Louisiana Revised Statutes 9:2801B governs the amendment of judgments that partition retirement benefits until the order "has been granted `qualified' status" from the appropriate administrator, as follows:

Those provisions of a domestic relations order or other judgment which partitions retirement or other deferred work benefits between former spouses shall be considered interlocutory until the domestic relations order has been granted "qualified" status from the plan administrator and/or until the judgment has been approved by the appropriate federal or state authority as being in compliance with applicable laws. Amendments to this interlocutory judgment to conform to the provisions of the plan shall be made with the consent of the parties or following a contradictory hearing by the court which granted the interlocutory judgment. The court issuing the domestic relations order or judgment shall maintain continuing jurisdiction over the subject matter and the parties until final resolution. (Emphasis added.)

This provision was added to La. R.S. 9:2801 by 2001 Acts 493 and governs the judgment before us, which was signed on July 1, 2002.

Here, Plaintiff sought to amend the judgment of partition because LASERS rejected it for non-compliance with its requirements. Since the judgment had not "been granted qualified status from the plan administrator," it remained an interlocutory decree subject to revision. See above. Defendant obviously did not agree to the amendment, so the trial court held a hearing, as required by La. R.S. 9:2801 B. Accordingly, while not specifically mentioning La. R.S. 9:2801, the trial court followed the required procedure before amending the interlocutory judgment.

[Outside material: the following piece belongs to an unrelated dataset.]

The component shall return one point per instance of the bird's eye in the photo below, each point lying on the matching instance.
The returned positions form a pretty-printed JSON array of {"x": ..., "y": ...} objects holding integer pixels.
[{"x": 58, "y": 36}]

Further, the trial court found that the language in both judgments had the same meaning; that the amendment was no more than an alteration of phraseology. Defendant contends in his brief on appeal that the amendment awards plaintiff "a larger percentage," but he offered no evidence to support this allegation. Indeed, as set forth in both the original and amended judgments, plaintiff was awarded her proportionate share of defendant's retirement *1013 fund. The trial court's finding in this regard, therefore, is not manifestly erroneous.

Accordingly, on the record before us, we find no merit to Defendant's argument that the amendment to the July 1, 2002 judgment was improper. Thus, we affirm the trial court's May 27, 2008 judgment amending its earlier July 1, 2002 judgment to correct the award to plaintiff of her portion of defendant's LASERS retirement fund such that LASERS can distribute to plaintiff the interest in the fund awarded to her in the July 1, 2002 judgment.

DECREE

For the above and foregoing reasons, we affirm the May 27, 2008 judgment of the trial court. Costs of this appeal are assessed against defendant, Dale Tate.

AFFIRMED.

NOTES

[1] While defendant lists two assignments of error, his second assignment of error is not individually briefed. Rather, his argument in brief addresses his first assignment of error regarding the propriety of the trial court's amendment of its earlier judgment. Accordingly, we will similarly address the propriety of the trial court's amendment of its earlier judgment.

[2] Louisiana Code of Civil Procedure art. 1951 provides that a final judgment may be amended by the trial court at any time, with or without notice, on its own motion or on the motion of any party; (1) to alter the phraseology of the judgment, but not the substance; or (2) to correct errors of calculation.